While Adam was talking, the Motor Home had pulled over to the side of the road, and Cassandra had traded places with Sally, who had resumed driving, as Cassandra headed towards the bathroom just outside the rear bedroom.

"The Watchers cleaned their own house that time, although I assisted where I could. They called in assistance from several different areas, and went hunting the Hunters. They included the priest and the local bishop on their game list, because both were involved. Eventually though, they believed they had successfully cleaned house. Most of the local records had been destroyed, so the three senior Watchers went ahead and burned the rest of the records, along with what had been the local Watcher Headquarters to the ground. They established strict punishments for any Watcher who would so violate their oath as to harm an Immortal deliberately, noting how since Watchers swore their life, should they violate that oath, their life was the logical forfeit.
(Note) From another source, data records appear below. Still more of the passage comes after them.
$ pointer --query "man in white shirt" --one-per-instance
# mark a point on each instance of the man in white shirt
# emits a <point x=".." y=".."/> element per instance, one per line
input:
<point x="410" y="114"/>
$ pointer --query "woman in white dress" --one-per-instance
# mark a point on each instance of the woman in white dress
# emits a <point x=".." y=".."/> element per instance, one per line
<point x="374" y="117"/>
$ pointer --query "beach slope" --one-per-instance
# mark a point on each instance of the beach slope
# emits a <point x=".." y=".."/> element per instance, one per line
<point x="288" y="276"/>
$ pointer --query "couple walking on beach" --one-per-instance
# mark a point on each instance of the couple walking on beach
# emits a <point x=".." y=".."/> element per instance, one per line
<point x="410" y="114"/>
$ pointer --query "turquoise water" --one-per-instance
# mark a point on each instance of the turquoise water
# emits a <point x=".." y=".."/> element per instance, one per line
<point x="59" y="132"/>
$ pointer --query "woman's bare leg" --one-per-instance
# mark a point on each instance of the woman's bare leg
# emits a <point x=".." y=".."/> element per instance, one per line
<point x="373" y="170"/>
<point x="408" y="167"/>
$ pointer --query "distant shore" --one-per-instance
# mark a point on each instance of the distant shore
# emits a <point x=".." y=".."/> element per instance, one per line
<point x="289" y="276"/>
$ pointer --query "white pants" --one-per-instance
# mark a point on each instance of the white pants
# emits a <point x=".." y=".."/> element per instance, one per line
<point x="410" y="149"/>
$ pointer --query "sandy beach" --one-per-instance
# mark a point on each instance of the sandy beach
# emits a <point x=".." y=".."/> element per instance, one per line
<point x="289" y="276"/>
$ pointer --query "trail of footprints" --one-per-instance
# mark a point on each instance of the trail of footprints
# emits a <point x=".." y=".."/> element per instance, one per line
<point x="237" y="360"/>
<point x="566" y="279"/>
"That was the birth of the Tribunal system of Watcher Regulation. I think the time has come to modify that system somehow. But for the life of me I can't figure out what to do."

Cassandra emerged from the bathroom, and leaned against the wall, looking into the bedroom. "Methos, what exactly happened to you? You are not like the man I once knew, and yet you are still him in many ways."

"I told Eadgils when we came back here a couple of hours ago, but I guess I owe it to you to repeat myself. I killed Ralas. And his Quickening helped me to see the horror and futility of my actions. I hadn't understood what had happened myself back then. But about fifteen hundred years ago, I ran across Darius again, however he was no longer the war leader who I had met before."

"When had you met him before?" Cassandra asked.

"Summer of 410, in Rome. I met Alaric, Athaulf, and Darius, along with his assistant Grayson and Grayson's new student, Callestina. They were in the process of sacking Rome at the time. The whole band was very reminiscent of my days with the Horsemen. I tried to convince Callestina she would be better off with myself as a teacher, but she was in love with Darius and wouldn't leave him.

"The next time I came across him, it was in Paris, in 585, he was a priest living in the Basilica of St. Julien. The man I met that evening was as different as can be from the war leader I had met in Rome. I asked him what had happened, and he told me he and Grayson had marched on Paris, and there they had encountered a single Immortal, a holy man who set out unarmed to stop an Army, and much like Ralas and the horsemen, lost his head, yet met his goal. Darius took his head, and when he awoke, he was filled with such a different perspective that he dismissed Grayson and the army, and himself took up residence in Paris, later taking vows and becoming a Catholic Priest. Darius and I talked for hours that night. He called the event a Light Quickening."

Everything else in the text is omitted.